This collection was a gift from Mr. Harry P. Bresee on September 5, 1978.
The Thompson Family papers include the correspondence, manuscripts, and financial papers of John P. Thompson, Sr. (dates unknown), a Confederate officer and Democratic politician, his wife Neilia Cave Thompson (dates unknown), their son John P. Thompson, Jr. (1967-1945), and his wife Florence Kemper Thompson (1859-1944), daughter of Confederate general and Virginia governor James Lawson Kemper.
The correspondence series, dating from 1862 to 1918, consists of personal and financial correspondence. John P. Thompson, Sr., a native of Owensboro, Kentucky, joined the Confederate army in 1861 and was commissioned a Captain commanding Company G, 1st Kentucky Cavalry. He went with his regiment to Manassas Junction, Virginia to join Confederate forces there under Joseph E. Johnston. When Union troops under Brigadier General Ulysses S. Grant seized Paducah, Kentucky, to counter a Confederate thrust into the then-neutral Blue Grass state, Thompson and his company petitioned Confederate president Jefferson Davis to let them return to defend their native state. Davis refused their petition, claiming that Confederate forces in Virginia were too small to allow a further reduction of strength. After a year's service in the Eastern theater, Thompson was promoted to Major and sent home to Kentucky in 1863 to recruit new members for the regiment. He was captured behind enemy lines at Owensboro and sentenced to be shot as a spy, but Confederate authorities intervened and got the sentence reduced to imprisonment at Johnson's Island, Sanduscky, Ohio, where he remained until the close of the war. While in prison he corresponded with Neilia Cave of Orange, Virginia, a girl he had met while stationed there with his regiment. Thompson returned to Orange, and married Neilia; their son, also named John P. Thompson, was born in 1867. The elder Thompson returned to Kentucky to engage in politics on the Democratic side. His letters to his wife discuss his political activities. He seems to have passed away in the later 1870's.

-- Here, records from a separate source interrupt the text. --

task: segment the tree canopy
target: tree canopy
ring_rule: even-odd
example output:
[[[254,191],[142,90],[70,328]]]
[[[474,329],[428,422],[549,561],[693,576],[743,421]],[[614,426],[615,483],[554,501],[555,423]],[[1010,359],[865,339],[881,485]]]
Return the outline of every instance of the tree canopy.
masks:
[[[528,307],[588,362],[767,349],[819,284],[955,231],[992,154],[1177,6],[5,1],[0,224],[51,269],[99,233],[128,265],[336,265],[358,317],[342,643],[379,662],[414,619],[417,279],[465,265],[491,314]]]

Most of the correspondence between 1870 and 1918 concerns the younger John P. Thompson, his mother, and his wife, Florence Kemper Thompson. The letters trace Thompson's early wide-ranging attempts to establish himself in business and his search for a bride in places ranging from San Francisco to New York City. In 1899 Thompson married Florence Kemper, owner of "Walnut Hills" in Orange County, Virginia. She had inherited this small estate of her father, Confederate general and Virginia governor James L. Kemper, upon his death in 1895. The couple remained childless. The remaining correspondence concerns Thompson's efforts to change "Walnut Hills" from a simple home into a summer resort and develop the farming business by expanding into raising bulls and steers. Much of the correspondence is personal correspondence between the Thompsons and the widowed Mrs. Thompson, who had moved with Leslie H. Gray to Brooklyn, New York. These letters describe and contrast city life in New York at the turn of the century, including famous city personages such as Frederick Dent Grant, eldest son of Ulysses S. Grant, with Southern rural society with its traditions and memories of the Lost Cause. The Thompsons sold "Walnut Hills" around 1930. Florence Thomspon died in 1944, her husband died a year later.
The manuscript series dating from 1884 to 1911 includes several memorandum books kept by the Thompsons recording letters mailed and attendance at local dances. There are some recollections of Neilia Cave Thompson about life in Civil War Virginia, several unsigned stories, and a few humorous political anecdotes.
The financial papers, spanning the years 1860 to 1918, regard the younger Thompson's business transactions in attempting to develop his farm. Other financial papers concern "Walnut Hills," including guest lists and typewritten drafts of descriptive brochures, and Thompson's bulls.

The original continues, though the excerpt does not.